Isso não significa que um dos nomes mais badalados da nova safra de diretores hollywoodianos saia ileso da guerra, considerando que seu trabalho por trás das câmeras não tem um terço do requinte ou da inventividade de seus trabalhos anteriores. Mesmo apoiado nos ombros de um único protagonista, Até o Fim – meu favorito dele – serve como exemplo de um drama de sobrevivência que constrói a tensão sem precisar sequer de diálogos. Aqui ele tem mais personagens, mais diálogos e mais questionamentos morais, mas não consegue chegar nem perto do suspense ou do impacto (vide a sequência do helicóptero) que Operação Fronteira precisaria para ser marcante. Pra sorte do próprio filme, a colaboração do trabalho do diretor com o fotógrafo Roman Vasyanov (Na Mira do Atirador e Esquadrão Suicida) resulta no bom aproveitamento dos cenários naturais e na ótima execução de cenas de ação com pouquíssimos cortes.

O outro aspecto que ajuda – e muito – o filme a se manter no nível do “assistível” é seu elenco cheio de rostos famosos e muito bonitos. Mesmo sem ter um grande material pra trabalhar, eles conseguem extrair química do nada e dar algum peso aos sofrimentos que motivam seus personagens, sendo Ben Affleck (Garota Exemplar) o maior destaque nesse caso. Ele cadencia todas as suas falas com um cansaço que demonstra o peso carregado por Tom e divide os melhores momentos do filme com Oscar Isaac (No Portal da Eternidade) e Adria Arjona (True Detective). O restante do grupo formado por Charlie Hunnam (Z: A Cidade Perdida), Pedro Pascal (Narcos) e um subestimado Garrett Hedlund (Mudbound) tem alguns momentos de destaque e até acompanham o bonde, mas ainda ficam um passo atrás por serem basicamente estereótipos caricaturais que o texto precisa para evoluir.

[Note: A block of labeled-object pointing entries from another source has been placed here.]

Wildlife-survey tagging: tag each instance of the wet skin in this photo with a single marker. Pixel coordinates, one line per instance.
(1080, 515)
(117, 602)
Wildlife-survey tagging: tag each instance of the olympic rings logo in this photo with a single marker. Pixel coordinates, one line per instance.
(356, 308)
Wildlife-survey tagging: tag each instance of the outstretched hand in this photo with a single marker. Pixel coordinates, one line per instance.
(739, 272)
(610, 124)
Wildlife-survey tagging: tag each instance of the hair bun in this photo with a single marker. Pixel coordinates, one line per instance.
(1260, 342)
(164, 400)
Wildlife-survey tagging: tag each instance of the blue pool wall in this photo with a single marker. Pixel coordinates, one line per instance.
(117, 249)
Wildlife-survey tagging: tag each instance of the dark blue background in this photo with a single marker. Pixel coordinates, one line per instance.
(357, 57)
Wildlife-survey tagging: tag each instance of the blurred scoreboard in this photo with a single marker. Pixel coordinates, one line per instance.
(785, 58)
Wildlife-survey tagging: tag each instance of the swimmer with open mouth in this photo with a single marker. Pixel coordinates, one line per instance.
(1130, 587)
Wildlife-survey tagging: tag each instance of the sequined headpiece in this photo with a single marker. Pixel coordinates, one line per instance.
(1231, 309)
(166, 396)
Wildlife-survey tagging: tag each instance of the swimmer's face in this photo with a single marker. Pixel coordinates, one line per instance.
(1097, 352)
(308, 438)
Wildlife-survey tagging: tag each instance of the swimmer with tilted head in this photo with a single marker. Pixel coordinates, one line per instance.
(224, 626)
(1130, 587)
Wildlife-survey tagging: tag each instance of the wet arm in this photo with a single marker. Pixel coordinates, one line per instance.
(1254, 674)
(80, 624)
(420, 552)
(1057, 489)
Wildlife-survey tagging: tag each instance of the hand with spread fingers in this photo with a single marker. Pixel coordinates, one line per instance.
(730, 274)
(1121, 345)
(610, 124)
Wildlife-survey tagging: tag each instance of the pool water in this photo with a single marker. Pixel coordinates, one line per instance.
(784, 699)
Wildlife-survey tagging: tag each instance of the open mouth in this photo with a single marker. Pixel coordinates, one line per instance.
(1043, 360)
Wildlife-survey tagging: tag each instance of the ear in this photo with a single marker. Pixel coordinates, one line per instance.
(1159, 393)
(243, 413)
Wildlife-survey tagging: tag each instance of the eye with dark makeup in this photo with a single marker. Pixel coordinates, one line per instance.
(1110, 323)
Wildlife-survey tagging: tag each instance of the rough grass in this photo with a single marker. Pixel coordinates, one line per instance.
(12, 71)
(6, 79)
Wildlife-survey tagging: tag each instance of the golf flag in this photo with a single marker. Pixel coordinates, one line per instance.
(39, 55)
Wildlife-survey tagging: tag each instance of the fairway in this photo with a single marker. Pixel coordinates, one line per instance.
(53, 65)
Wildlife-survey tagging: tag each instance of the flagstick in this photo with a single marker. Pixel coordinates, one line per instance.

Só é uma pena que, no meio de tantos atores talentosos e momentos com potencial, nada consiga impedir que Operação Fronteira caia em armadilhas básicas, com a falta de profundidade, na hora de desenvolver sua narrativa. Talvez o funcionasse melhor como um drama político, mas ninguém pode garantir isso. A dura verdade é que, no final das contas, o resultado acaba sendo uma colagem de vários sub-gêneros que nunca alcança seu máximo. Não é um filme de ação que entretém o tempo todo, não é um grande filme de assalto e também não consegue abraçar o suspense como deveria. Até tem boas cenas de ação, reviravoltas impactantes e discussões morais que melhoram quando falam sobre as consequências de cada ato, mas nunca consegue alcançar todo o seu potencial dramático. Infelizmente, Operação Fronteira é apenas mais uma opção assistível no catálogo da Netflix.